As a first “official” studio release, Boss is initially frustrating and disarming for the dedicated follower or the curious observer looking for an easy entry. With their trademark-free and unruly career-making squalor documented on countless CD-Rs and limited LPs, it makes sense that Boss aims for something more difficult to attain for such a typecasted band, even though one can only imagine the band’s early years wreaking havoc on the concept of a studio. From the moment Elisa Ambrogio lets her voice take reign on “Axis Mundi,” the song becomes less a noise-rock stalwart than a nugget of psych-punk utopia embedded with warm sonics and Ambrogio’s decision to actually sing. And regarding that eyebrow-raising choice... well, all those snide comments that were hurled at Ambrogio’s snarling atonal rants will feel mighty stupid after listening to this.

It’s not automatically impressive for a raucous act to go pop, but it is for a band whose fearless abandon into avant-punk noise was, and still is, their calling card. The secret in Boss is that the Markers, like all the greatest punk, psych, and garage bands, treat pop as a necessary part of the whole. Songs like “Body Rot” and “Circle” are still caked on every angle with grit and grime, but still serve their purpose as too-the-point blasts of fleeting joy that demand constant immersion. Too many bands in the realm of indie rock, indie pop, and even the classic punk/garage revival movements view pop as a saccharine novelty, a prospect still so coated in elitist irony that even the most sincere of the new breed feel either naively nostalgic, too shrouded in déjà vu to make a commanding statement. On Boss, Ambrogio and Pete Nolan (bassist Leah Quimby left last year) seem to understand the spirit that The Sonics, The MC5, The Stooges, and X-Ray Spex left, which is why a song like “Body Rot” has both the vigor and fuck-all attitude of the noise and avant scenes and the immediacy and appeal of more straight-ahead rock songs. Even the ballads (“Empty Bottles,” “Bad Dream”), a seeming oxymoron to the casual observer of this band, are treated with a careful restraint, never piling on the preciousness or melodrama of most post-Dylan/Cohen folkie fare. Why a song like “Bad Dream” somehow becomes fittingly gorgeous is that it never feels like its screaming to be heard in a specific manner. It just exists as it is, without any overextended effort or transparent showiness.

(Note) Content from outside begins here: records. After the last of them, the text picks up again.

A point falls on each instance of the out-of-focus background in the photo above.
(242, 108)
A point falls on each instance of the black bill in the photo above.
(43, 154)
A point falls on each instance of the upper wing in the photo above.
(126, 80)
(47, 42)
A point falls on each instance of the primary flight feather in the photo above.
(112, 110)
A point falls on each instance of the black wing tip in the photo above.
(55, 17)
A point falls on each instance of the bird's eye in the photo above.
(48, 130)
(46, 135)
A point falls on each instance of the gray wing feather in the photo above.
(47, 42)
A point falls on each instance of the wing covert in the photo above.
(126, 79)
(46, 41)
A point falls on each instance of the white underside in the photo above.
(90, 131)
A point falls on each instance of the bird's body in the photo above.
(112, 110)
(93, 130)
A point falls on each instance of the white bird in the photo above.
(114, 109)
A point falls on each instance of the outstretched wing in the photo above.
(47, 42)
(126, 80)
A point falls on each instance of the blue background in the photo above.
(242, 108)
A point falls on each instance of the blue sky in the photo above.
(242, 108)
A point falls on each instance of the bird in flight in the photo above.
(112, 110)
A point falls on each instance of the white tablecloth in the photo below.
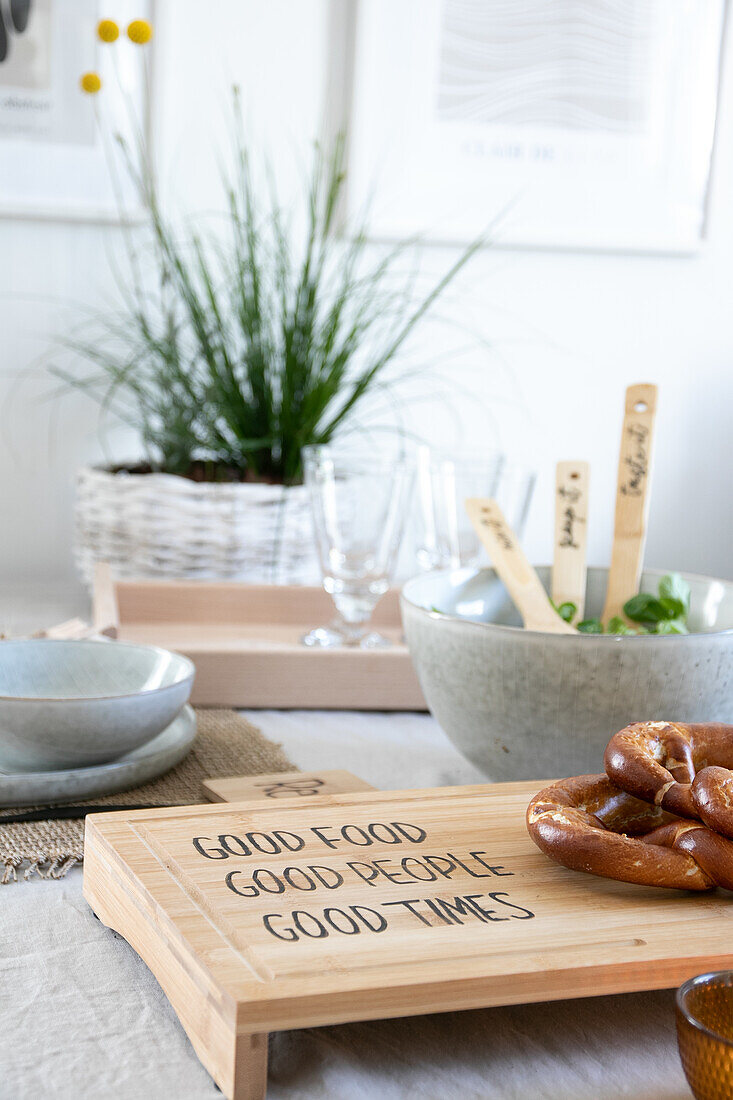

So many bands have forgotten how to make a song in a traditional format sound dangerous, and for those who need some sense of everlasting rebellion in their sonics, Boss has everything they’ve been wishing for in spades. It’s not trying to hearken to the past. It’s not trying to bid for a wider audience. It’s not a one-off experiment. It exists because this is what's most appropriate for the Markers at this point in time, and they evidently have more talent and passion than even some of their most fervent fans probably gave them credit for. As evidenced by the epic discomfort of the stunning “Last Of The Lemach Line,” the Markers still punish their instruments into catastrophic bouts of anguished fuzz and feedback, only here on a surprisingly restrained and mature manner. Lee Ranaldo’s production brings out all the echoed squeals and beautiful ambience that deserves to be heard, and what separates Boss from any cynical cashing-in critiques is that the Markers went above and beyond to actually create an album that nearly contradicts their constructed identity. Whether or not this is representative of a new phase of the Markers, at least the inevitable pop record has surprisingly staked itself as one of their strongest statements and one of the very few pop records in recent memory to engage its audience in something profound and challenging.